Imaginez la scène : plusieurs alpinistes reliés par une même corde, élastique, épuisés par l’ascension très difficile d’un sommet jamais atteint, se disputent à mi-hauteur.
Alors que le sommet est proche, sur un chemin escarpé, au bord du vide, le dernier de cordée, épuisé, dérape, et tombe dans le ravin. Les premiers de cordée résistent et la corde élastique amortit le choc. Les derniers de cordée trouvent un appui fragile sur la face abrupte de la montagne. Tout se stabilise un moment. Personne ne veut réflechir au scenario du pire ; au lieu de s’aider les uns les autres, de mettre leurs moyens en communs et de remonter calmement, les alpinistes se disputent. Ceux d’en bas réclament plus d’aide. Ceux d’en haut leur disent de faire plus d’effort.
A la fin, ceux d’en bas disent qu’ils s’en tireront mieux tout seuls. Ceux d’en haut pensent aussi qu’il vaut mieux couper la corde. Dans la dispute, sans qu’on l’ait vraiment décidé, l’élastique casse. Les derniers de cordée tombent au fond du ravin et se fracassent. Les premiers reçoivent l’élastique en plein visage et, déséquilibrés, tombent à leur tour.

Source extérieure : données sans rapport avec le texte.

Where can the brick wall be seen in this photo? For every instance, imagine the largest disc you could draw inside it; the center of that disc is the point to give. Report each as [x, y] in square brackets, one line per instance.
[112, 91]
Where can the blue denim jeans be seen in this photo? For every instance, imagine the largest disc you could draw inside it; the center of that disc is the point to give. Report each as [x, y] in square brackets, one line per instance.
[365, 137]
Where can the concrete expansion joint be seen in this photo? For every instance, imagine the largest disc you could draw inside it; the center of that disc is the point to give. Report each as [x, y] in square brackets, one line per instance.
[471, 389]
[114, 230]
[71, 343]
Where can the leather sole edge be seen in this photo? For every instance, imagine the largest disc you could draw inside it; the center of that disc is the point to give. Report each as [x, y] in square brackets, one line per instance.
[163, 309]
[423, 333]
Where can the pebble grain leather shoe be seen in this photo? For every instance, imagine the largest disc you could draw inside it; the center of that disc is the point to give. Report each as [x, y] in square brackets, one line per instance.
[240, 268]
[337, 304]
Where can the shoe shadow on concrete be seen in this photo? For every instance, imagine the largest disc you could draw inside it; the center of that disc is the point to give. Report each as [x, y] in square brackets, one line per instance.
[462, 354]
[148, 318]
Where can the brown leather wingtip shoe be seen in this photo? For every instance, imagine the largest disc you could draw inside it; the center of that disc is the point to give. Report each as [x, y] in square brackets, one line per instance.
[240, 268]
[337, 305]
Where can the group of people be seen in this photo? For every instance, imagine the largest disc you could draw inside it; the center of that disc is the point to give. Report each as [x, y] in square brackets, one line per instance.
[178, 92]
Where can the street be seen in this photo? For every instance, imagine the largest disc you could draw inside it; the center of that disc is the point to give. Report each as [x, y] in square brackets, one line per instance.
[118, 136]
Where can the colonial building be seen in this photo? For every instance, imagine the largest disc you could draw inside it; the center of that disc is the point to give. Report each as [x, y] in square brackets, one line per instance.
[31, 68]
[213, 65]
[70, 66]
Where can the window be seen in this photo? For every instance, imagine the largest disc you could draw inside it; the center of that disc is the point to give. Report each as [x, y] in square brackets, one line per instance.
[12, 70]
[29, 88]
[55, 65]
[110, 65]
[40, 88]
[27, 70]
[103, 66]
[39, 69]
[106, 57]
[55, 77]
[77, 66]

Quelques vautours viennent alors se saisir des dépouilles de tous.
Cette histoire absurde est celle de l’Europe d’aujourd’hui. Dans la montée du mont Europe, tous ont vacillé ; la Grèce est tombée ; les autres l’ont un peu aidé ; pas assez. Les Grecs hésitent aujourd’hui à quitter la cordée de l’euro et à se débrouiller seuls. Les Allemands, en tête de cordée, veulent que les Grecs se débrouillent pour remonter seuls.
Si la corde cassait (par la sortie volontaire de la Grèce, ou par l’entêtement allemand, ou par la fermeture des guichets de la Banque Centrale Européenne pour la Grèce), mesure-t-on l’impact ? La Grèce mesure-t-elle que son niveau de vie baissera d’au moins 10% en un an ? L’Allemagne réalise-t-elle que sa propre Banque Centrale y perdra tout de suite plus que la valeur de ses capitaux propres et de ses réserves de change ? La France comprend-elle qu’elle perdra autant que l’Allemagne et que certaines de ses banques y perdront l’équivalent du double de leur valeur boursière ? L’Eurozone comprend-elle que chaque pays européen (et d’abord l’Espagne, le Portugal ou même l’Italie) peut paniquer et subir le même sort que la Grèce, faisant disparaître l’euro ? L’Union Européenne comprend-elle qu’elle paiera ainsi un prix plus élevé que celui que le Traité de Versailles a imposé à l’Allemagne en 1919, avec les conséquences que l’on sait ? Le monde réalise-t-il qu’il peut entrer ainsi dans une dépression majeure et durable, à côté de laquelle la récession actuelle n’est qu’une douce accalmie ?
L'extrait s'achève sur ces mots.